Anomaly Detection at the European XFEL using a Parity Space based Method

TL;DR

This paper introduces a parity space based anomaly detection method for superconducting RF cavities at EuXFEL, capable of identifying and distinguishing quench events from other anomalies through residual signal analysis.

Contribution

The paper presents a novel model-based parity space method for anomaly detection that generates unique signatures for different fault types, improving fault diagnosis in RF cavities.

Findings

Successfully verified at EuXFEL with experimental data.

Effectively distinguishes quenches from other anomalies.
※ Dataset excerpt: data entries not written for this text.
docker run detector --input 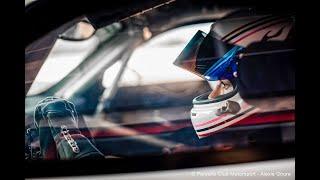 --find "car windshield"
[25,4,295,159]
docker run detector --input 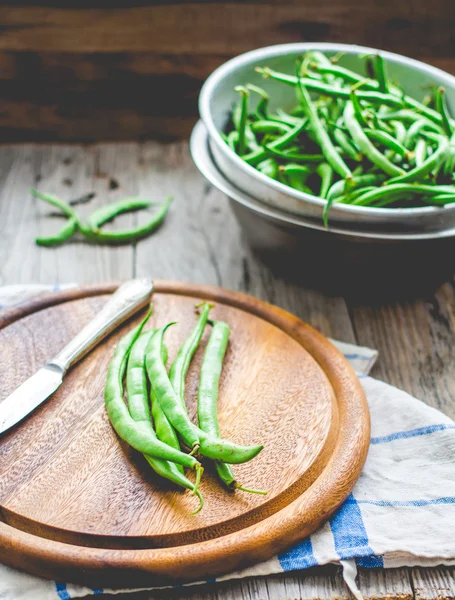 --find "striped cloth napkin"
[0,286,455,600]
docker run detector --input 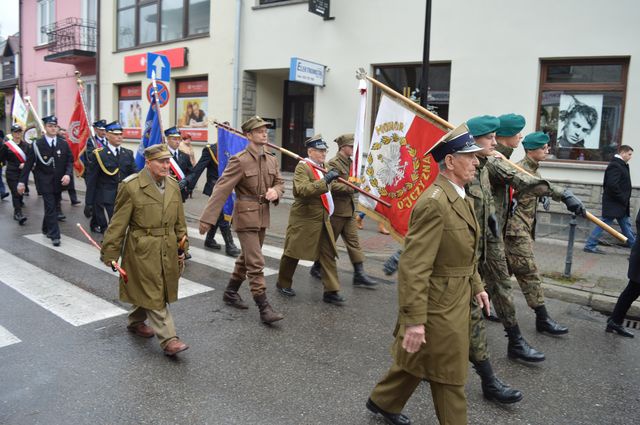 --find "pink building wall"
[20,0,96,127]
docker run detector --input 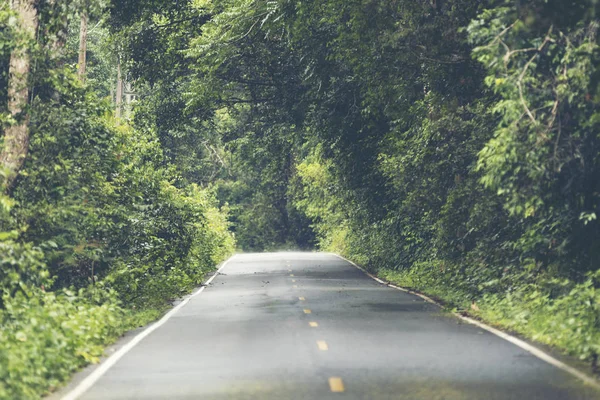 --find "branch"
[517,25,554,124]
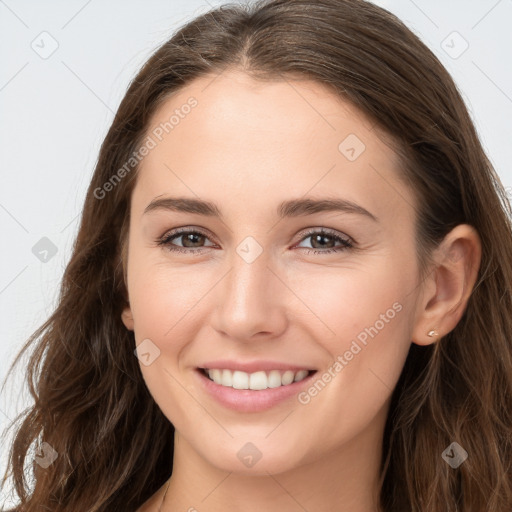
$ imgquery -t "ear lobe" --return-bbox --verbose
[121,306,134,331]
[413,224,481,345]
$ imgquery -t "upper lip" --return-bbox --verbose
[199,359,315,373]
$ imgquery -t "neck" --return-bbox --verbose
[161,409,387,512]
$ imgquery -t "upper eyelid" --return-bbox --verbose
[161,226,356,244]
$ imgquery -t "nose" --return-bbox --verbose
[212,242,293,341]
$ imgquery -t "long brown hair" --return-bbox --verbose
[3,0,512,512]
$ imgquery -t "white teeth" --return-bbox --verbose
[202,368,309,390]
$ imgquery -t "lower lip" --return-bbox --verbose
[196,369,316,412]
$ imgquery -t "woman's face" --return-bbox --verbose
[123,72,422,474]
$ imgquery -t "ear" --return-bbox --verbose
[412,224,482,345]
[121,306,134,331]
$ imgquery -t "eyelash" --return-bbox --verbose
[157,228,354,254]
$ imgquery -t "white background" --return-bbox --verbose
[0,0,512,503]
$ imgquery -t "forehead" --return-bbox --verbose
[135,72,412,223]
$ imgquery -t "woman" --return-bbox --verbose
[1,0,512,512]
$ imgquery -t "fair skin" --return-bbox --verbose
[122,71,481,512]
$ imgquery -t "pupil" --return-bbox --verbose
[183,233,204,247]
[312,235,331,247]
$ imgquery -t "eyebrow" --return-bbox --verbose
[143,197,378,222]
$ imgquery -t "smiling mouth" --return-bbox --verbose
[199,368,316,391]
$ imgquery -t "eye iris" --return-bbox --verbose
[181,233,205,247]
[311,233,333,249]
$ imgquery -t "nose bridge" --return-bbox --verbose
[210,237,285,339]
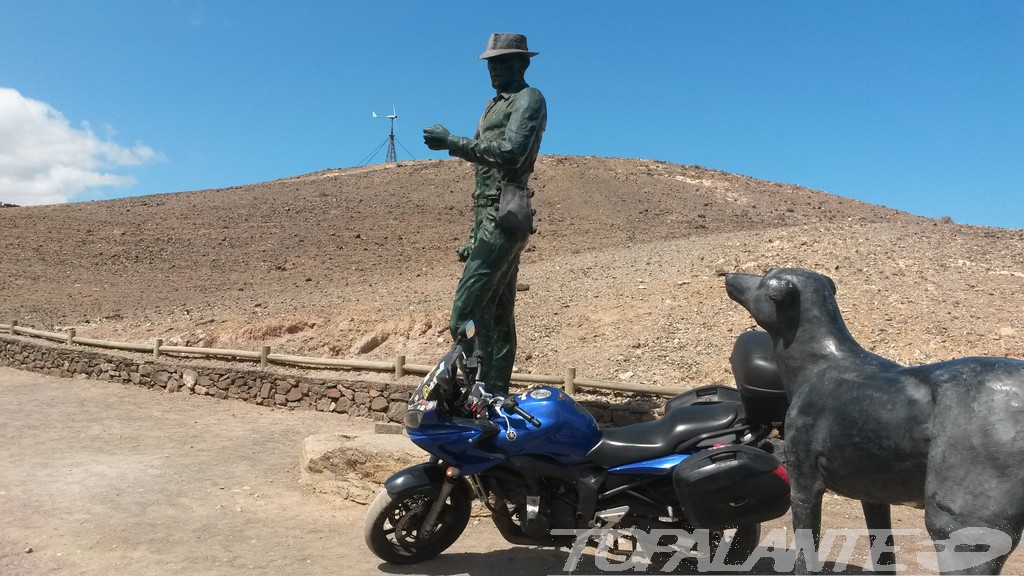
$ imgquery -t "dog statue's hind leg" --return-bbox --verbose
[860,502,896,574]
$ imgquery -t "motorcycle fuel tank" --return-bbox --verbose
[494,387,601,464]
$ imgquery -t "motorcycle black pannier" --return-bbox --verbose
[729,331,790,429]
[672,445,790,529]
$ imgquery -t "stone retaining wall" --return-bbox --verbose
[0,335,654,425]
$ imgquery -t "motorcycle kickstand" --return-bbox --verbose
[420,468,459,537]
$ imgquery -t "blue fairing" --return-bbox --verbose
[492,387,601,464]
[407,422,505,475]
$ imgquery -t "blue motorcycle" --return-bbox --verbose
[365,322,790,564]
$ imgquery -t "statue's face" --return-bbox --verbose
[487,56,528,92]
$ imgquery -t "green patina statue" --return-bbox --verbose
[423,34,548,394]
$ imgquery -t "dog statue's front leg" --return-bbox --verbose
[785,438,825,574]
[860,501,896,574]
[792,478,824,574]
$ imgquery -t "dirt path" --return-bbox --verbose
[0,368,1024,576]
[0,368,564,576]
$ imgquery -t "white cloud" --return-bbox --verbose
[0,87,159,206]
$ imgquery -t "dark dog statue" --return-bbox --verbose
[725,269,1024,574]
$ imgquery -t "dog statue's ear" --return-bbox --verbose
[768,278,797,304]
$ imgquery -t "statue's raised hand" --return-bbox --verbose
[423,124,452,150]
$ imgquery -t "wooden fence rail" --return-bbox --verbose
[0,321,685,396]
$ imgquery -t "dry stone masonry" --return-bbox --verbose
[0,334,654,425]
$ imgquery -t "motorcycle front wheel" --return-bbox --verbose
[364,486,471,564]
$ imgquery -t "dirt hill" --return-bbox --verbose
[0,156,1024,386]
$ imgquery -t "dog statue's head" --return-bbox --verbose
[725,269,843,338]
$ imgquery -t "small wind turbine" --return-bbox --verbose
[371,105,398,163]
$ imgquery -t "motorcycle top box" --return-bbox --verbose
[672,445,790,528]
[729,330,790,431]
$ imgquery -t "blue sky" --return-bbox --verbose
[0,0,1024,229]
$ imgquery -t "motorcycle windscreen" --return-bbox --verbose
[672,446,790,530]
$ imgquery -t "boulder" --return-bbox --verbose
[301,434,429,504]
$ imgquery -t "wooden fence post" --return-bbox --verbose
[563,368,575,396]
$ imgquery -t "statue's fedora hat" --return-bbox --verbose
[480,32,539,60]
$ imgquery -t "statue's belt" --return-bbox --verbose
[473,196,502,208]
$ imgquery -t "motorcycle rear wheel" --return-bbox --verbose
[364,486,471,564]
[651,524,761,574]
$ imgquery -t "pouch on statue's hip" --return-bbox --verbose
[498,182,534,234]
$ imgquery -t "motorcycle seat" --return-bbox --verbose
[587,402,741,468]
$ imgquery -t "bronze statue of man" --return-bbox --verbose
[423,34,548,394]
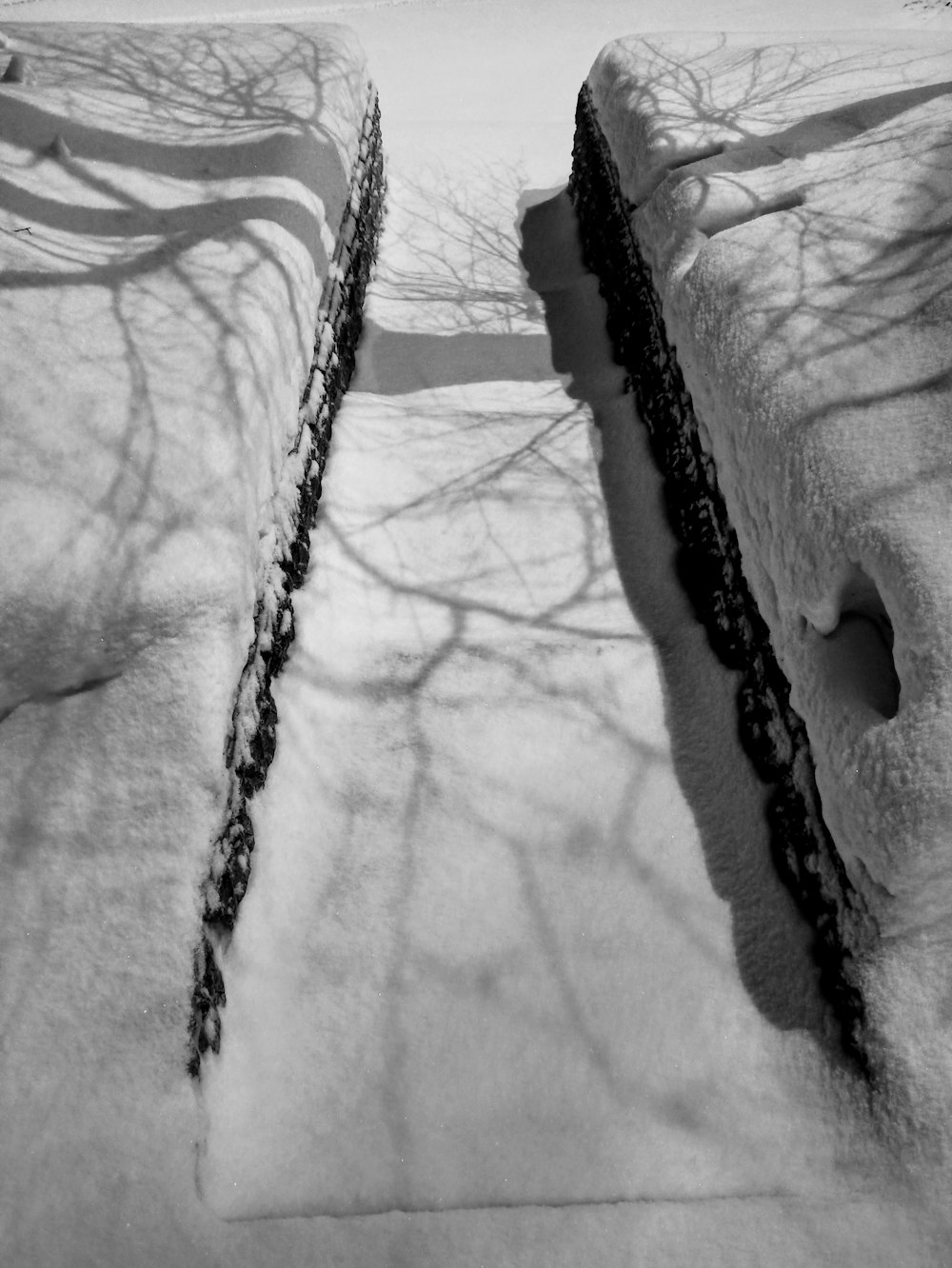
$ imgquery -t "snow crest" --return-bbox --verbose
[188,89,384,1076]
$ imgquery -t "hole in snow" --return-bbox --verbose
[822,568,900,719]
[666,145,724,171]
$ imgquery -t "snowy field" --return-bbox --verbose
[0,0,952,1268]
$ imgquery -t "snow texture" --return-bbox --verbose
[588,37,952,1155]
[0,0,948,1268]
[0,17,379,1263]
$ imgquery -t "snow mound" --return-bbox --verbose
[0,24,383,1263]
[573,35,952,1161]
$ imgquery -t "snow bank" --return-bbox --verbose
[0,26,380,1264]
[574,35,952,1161]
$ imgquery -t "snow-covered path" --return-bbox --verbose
[0,0,942,1268]
[191,0,938,1263]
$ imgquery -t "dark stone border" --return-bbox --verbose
[569,84,868,1070]
[188,92,386,1077]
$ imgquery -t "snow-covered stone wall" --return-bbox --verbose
[0,24,383,1263]
[574,27,952,1161]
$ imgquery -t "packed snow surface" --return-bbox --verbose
[589,35,952,1161]
[0,26,367,1263]
[0,0,945,1268]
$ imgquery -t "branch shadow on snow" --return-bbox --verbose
[210,168,857,1215]
[523,190,826,1038]
[0,27,363,713]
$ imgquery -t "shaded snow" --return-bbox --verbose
[0,0,942,1268]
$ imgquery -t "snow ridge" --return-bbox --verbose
[188,87,386,1077]
[569,84,873,1069]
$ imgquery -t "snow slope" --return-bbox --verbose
[591,37,952,1166]
[0,26,380,1258]
[0,0,943,1268]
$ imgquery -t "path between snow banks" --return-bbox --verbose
[202,84,948,1264]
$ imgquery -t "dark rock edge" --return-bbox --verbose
[188,89,386,1077]
[569,84,868,1073]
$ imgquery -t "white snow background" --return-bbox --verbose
[0,0,949,1268]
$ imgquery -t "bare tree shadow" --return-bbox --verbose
[523,190,828,1036]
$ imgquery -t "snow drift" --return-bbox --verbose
[0,24,382,1263]
[573,27,952,1161]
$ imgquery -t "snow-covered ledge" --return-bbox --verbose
[0,24,383,1263]
[572,33,952,1161]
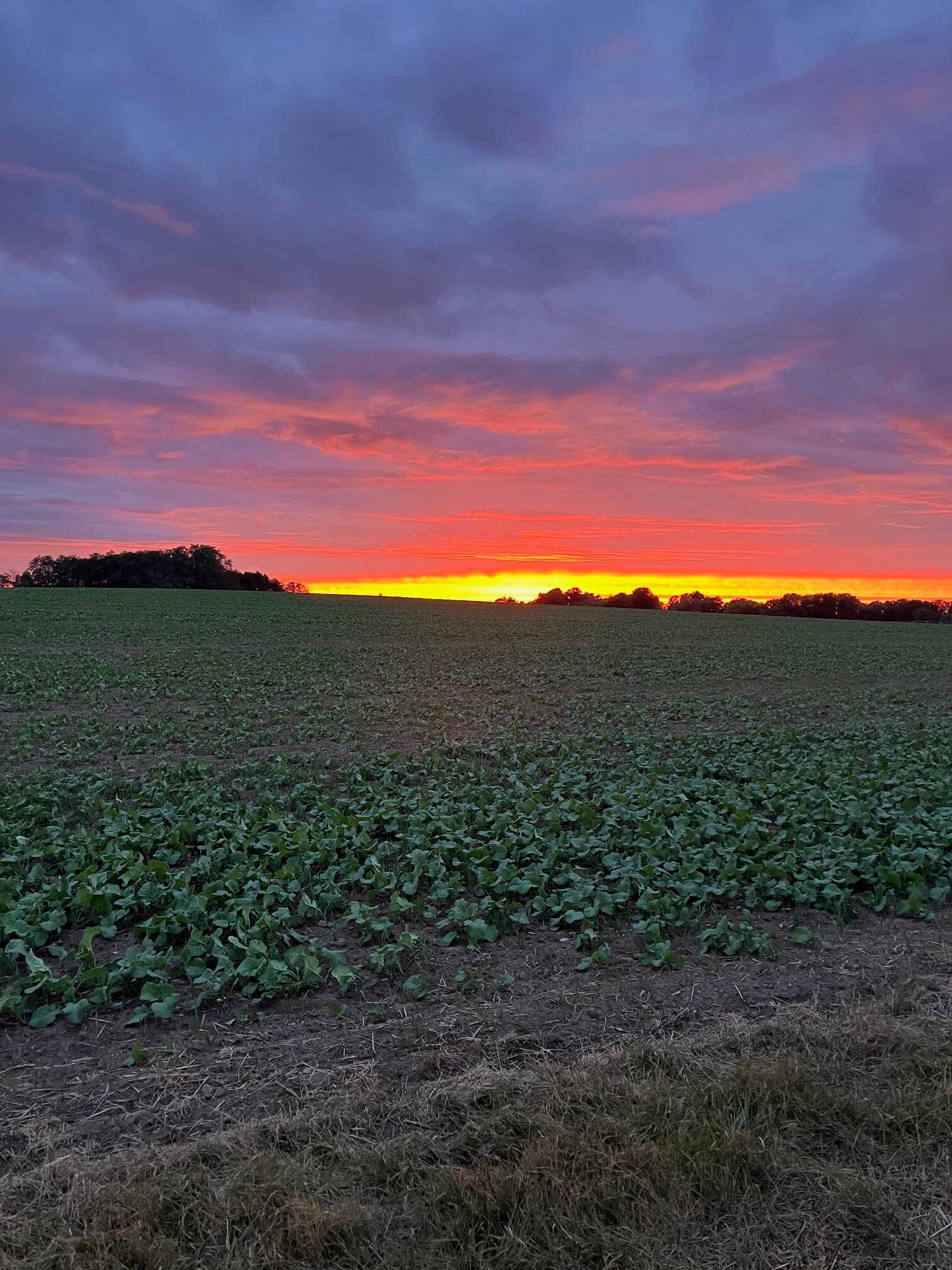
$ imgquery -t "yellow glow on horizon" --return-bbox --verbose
[306,573,952,601]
Provides a fault signature catalog for better diagnosis.

Abstract

A novel approach to detect anomalies in superconducting radio-frequency cavities is presented, based on the parity space method with the goal to detect quenches and distinguish them from other anomalies. The model-based parity space method relies on analytical redundancy and generates a residual signal computed from measurable RF waveforms. The residual is a sensitive indicator of deviation from the model and provides different signatures for different types of anomalies. This new method not only helps with detecting faults, but also provides a catalogue of unique signatures, based on the detected fault. The method was experimentally verified at the European X-ray Free Electron Laser (EuXFEL). Various types of anomalies incorrectly detected as quenches by the current quench detection system are analysed using this new approach.